Background technology
Solar cell is the optoelectronic device that sunlight is directly changed into electric energy.Modal solar cell material is the silicon of monocrystalline or polycrystalline wafer form.Yet the cost of the electricity that the use silica-based solar cell produces is higher than the cost of the electricity that adopts the more conventional approach generation.Therefore, from nineteen seventies early stage since, people have made great efforts to reduce the cost of solar cell in order to use on earth.An approach that reduces the solar cell cost is the developing low-cost film growth techniques---its can be on large-area substrate the absorbent material of depositing solar cell quality, and use high production, cost effective method to make these equipment.

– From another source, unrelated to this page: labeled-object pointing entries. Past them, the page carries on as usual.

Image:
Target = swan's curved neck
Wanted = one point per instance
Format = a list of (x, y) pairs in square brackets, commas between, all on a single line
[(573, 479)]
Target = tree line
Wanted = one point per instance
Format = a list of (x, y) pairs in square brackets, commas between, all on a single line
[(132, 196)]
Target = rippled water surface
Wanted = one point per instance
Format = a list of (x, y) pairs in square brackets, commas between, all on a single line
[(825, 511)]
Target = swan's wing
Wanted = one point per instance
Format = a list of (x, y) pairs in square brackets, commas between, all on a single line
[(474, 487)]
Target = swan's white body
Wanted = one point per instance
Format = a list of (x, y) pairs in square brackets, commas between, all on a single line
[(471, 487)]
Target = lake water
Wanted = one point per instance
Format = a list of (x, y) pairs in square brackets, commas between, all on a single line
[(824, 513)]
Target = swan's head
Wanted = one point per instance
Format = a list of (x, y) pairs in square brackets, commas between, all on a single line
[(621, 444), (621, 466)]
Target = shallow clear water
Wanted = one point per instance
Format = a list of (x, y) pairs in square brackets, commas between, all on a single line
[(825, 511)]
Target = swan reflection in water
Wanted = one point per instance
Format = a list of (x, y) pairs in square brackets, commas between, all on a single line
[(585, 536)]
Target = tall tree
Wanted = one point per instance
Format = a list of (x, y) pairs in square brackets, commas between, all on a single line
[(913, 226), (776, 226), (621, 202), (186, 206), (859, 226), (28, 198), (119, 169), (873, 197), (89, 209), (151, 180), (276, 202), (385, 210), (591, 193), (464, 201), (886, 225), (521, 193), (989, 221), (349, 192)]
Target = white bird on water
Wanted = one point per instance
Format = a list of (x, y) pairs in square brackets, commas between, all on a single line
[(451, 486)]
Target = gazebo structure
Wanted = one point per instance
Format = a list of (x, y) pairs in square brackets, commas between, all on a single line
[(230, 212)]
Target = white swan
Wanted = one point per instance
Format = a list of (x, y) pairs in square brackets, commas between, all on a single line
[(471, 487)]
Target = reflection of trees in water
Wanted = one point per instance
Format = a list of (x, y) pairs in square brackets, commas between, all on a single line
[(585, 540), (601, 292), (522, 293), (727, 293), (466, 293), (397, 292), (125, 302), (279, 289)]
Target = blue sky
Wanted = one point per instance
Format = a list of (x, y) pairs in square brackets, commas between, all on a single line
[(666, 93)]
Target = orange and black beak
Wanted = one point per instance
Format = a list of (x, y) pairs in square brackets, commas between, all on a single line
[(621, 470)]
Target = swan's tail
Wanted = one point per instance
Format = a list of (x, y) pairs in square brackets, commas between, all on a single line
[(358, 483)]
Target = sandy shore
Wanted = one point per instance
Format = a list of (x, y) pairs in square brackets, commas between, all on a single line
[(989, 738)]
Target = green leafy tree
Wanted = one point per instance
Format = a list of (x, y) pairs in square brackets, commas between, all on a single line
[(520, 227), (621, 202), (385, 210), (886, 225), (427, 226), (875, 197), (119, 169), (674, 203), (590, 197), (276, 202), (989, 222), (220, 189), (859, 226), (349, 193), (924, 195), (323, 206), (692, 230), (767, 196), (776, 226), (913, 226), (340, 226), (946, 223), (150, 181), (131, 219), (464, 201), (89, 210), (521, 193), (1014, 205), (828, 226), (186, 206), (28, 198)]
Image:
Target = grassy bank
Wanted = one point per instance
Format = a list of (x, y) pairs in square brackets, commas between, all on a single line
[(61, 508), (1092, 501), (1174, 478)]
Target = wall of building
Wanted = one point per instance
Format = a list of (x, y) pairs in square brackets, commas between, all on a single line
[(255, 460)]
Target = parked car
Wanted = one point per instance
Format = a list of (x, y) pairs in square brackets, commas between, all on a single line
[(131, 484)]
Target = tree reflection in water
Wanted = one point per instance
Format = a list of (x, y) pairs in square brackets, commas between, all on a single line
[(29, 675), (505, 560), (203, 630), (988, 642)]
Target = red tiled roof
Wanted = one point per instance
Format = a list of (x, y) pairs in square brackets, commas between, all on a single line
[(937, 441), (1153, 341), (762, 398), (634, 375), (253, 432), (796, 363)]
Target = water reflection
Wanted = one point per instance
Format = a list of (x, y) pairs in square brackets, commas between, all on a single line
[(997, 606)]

Comprise periodic table IB (Cu, Ag, Au) family, IIIA (B, Al, Ga, In, Ti) family and VIA family (O, S, Se, Te, Po) some IBIIIAVIA compound semiconductor of certain in material or the element is the splendid absorbent material that is used for film solar battery structure.Especially, the compound of Cu, In, Ga, Se and S (its be commonly referred to CIGS (S) or Cu (In, Ga) (S, Se)
2Or CuIn
1-xGa
x(S
ySe
1-y)
k, 0≤x≤1,0≤y≤1 wherein, and k is substantially equal to 2) be used in the solar battery structure near 20% conversion efficiency.The absorber that contains IIIA element al and/or the element T e of VIA family also is possible.Therefore, generally speaking, containing i) Cu of IB family, ii) at least a compound among S at least a and iii) VIA family, Se and the Te among In, Ga and the Al of IIIA family is applicable to solar cell application.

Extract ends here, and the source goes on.